Why I use… KeePass

What is it?

KeePass is a free open source password manager, that you can use to create and access an encrypted database for storing passwords and usernames.

Why is it relevant as a dyslexia coping strategy?

I locked myself out of a work account at a new job within half an hour of having set it up, and then had to wait two days for a reset key to be delivered by internal snail mail. Looking for a solution, I decided to follow Peter Smittenaar’s excellent advice on how to use KeePass.

One year later, my password database contains nearly 100 entries!

Any other reasons to use a password manager?

Evidence suggests the average Internet user has about seven passwords that they reuse across the web: if any one of these accounts is hacked then all the other accounts with the same password are compromised too. Both the Heartbleed bug and the targeted hacking of eBay affected users in this way.

A good password manager generates and stores a strong and unique password for every account.

A happy by-product of having such a database is that is much easier to manage tens or hundreds of accounts, avoiding the security risks associated with lost and forgotten accounts or using the same account to log into multiple services.

Imagine having your smart phone stolen and having to change all of your passwords: the first step probably involves remembering the existing passwords…

Any reasons to not use a password manager?

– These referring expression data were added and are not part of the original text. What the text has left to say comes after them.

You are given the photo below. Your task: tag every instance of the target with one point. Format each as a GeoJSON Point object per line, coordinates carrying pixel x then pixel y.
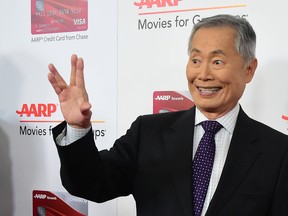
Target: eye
{"type": "Point", "coordinates": [218, 62]}
{"type": "Point", "coordinates": [195, 62]}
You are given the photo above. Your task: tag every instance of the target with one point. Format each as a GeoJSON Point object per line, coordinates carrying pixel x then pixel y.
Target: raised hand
{"type": "Point", "coordinates": [73, 98]}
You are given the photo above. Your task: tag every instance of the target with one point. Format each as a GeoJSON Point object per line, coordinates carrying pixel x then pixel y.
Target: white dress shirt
{"type": "Point", "coordinates": [222, 140]}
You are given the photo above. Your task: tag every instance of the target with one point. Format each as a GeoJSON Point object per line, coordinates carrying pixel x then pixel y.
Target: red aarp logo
{"type": "Point", "coordinates": [157, 3]}
{"type": "Point", "coordinates": [37, 110]}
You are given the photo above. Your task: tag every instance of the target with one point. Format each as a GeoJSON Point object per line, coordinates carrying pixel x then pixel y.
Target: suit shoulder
{"type": "Point", "coordinates": [269, 132]}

The key security risk of a password manager is that only a single password is required to gain access to all of your accounts, if the hacker also has your database.

Consequently, KeePass is a good choice of password manager. It is software that runs on your computer, rather than an Internet-based app, and always requires authentication.

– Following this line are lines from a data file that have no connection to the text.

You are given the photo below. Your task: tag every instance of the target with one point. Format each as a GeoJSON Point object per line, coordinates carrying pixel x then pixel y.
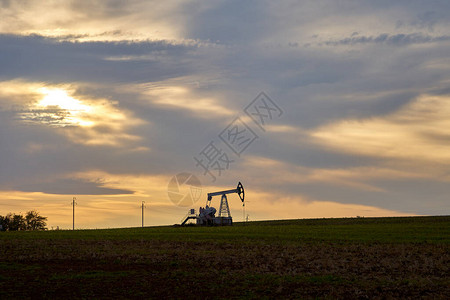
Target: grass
{"type": "Point", "coordinates": [321, 258]}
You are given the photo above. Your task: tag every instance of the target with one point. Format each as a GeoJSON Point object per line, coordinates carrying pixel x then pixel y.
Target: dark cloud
{"type": "Point", "coordinates": [45, 59]}
{"type": "Point", "coordinates": [396, 39]}
{"type": "Point", "coordinates": [69, 187]}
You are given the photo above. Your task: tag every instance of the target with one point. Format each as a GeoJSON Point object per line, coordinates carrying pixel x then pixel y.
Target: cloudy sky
{"type": "Point", "coordinates": [108, 100]}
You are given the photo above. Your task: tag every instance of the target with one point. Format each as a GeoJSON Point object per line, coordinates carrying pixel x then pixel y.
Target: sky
{"type": "Point", "coordinates": [320, 109]}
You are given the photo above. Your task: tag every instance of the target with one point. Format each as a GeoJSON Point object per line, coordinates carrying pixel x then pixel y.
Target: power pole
{"type": "Point", "coordinates": [143, 206]}
{"type": "Point", "coordinates": [74, 199]}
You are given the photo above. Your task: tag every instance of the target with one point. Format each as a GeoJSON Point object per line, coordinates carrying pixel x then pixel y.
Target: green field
{"type": "Point", "coordinates": [321, 258]}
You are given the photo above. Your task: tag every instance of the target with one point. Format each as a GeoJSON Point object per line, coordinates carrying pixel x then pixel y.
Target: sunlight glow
{"type": "Point", "coordinates": [59, 97]}
{"type": "Point", "coordinates": [62, 110]}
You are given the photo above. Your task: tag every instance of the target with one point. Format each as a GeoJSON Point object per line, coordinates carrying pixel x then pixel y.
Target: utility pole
{"type": "Point", "coordinates": [143, 206]}
{"type": "Point", "coordinates": [74, 199]}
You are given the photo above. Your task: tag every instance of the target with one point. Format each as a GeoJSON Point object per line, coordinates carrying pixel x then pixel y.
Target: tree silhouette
{"type": "Point", "coordinates": [32, 221]}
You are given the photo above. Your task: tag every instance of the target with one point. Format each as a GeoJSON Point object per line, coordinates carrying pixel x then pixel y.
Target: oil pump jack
{"type": "Point", "coordinates": [206, 215]}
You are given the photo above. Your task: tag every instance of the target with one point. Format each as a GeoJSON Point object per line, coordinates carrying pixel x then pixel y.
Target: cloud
{"type": "Point", "coordinates": [418, 132]}
{"type": "Point", "coordinates": [396, 40]}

How do I use it, and how do I backup?

On my Windows 7 laptop, I keep my database in a Dropbox folder along with the latest portable version of KeePass: 2.28 at the time of writing.

(You can see what KeePass looks like here. The article that prompted me to start using KeePass has some excellent advice on time-saving keyboard shortcuts.)

I also keep this folder backed up to a USB stick carried on my keyring, synced using SyncToy. This acts as a backup, and also allows me to access my accounts on any computer running Windows.

On Android, I use KeePass Droid to access the database in Dropbox. Note: this program has a bug whereby updates to the database file don’t sync automatically to KeePass Droid, the workaround to update the database is to open it directly from Dropbox.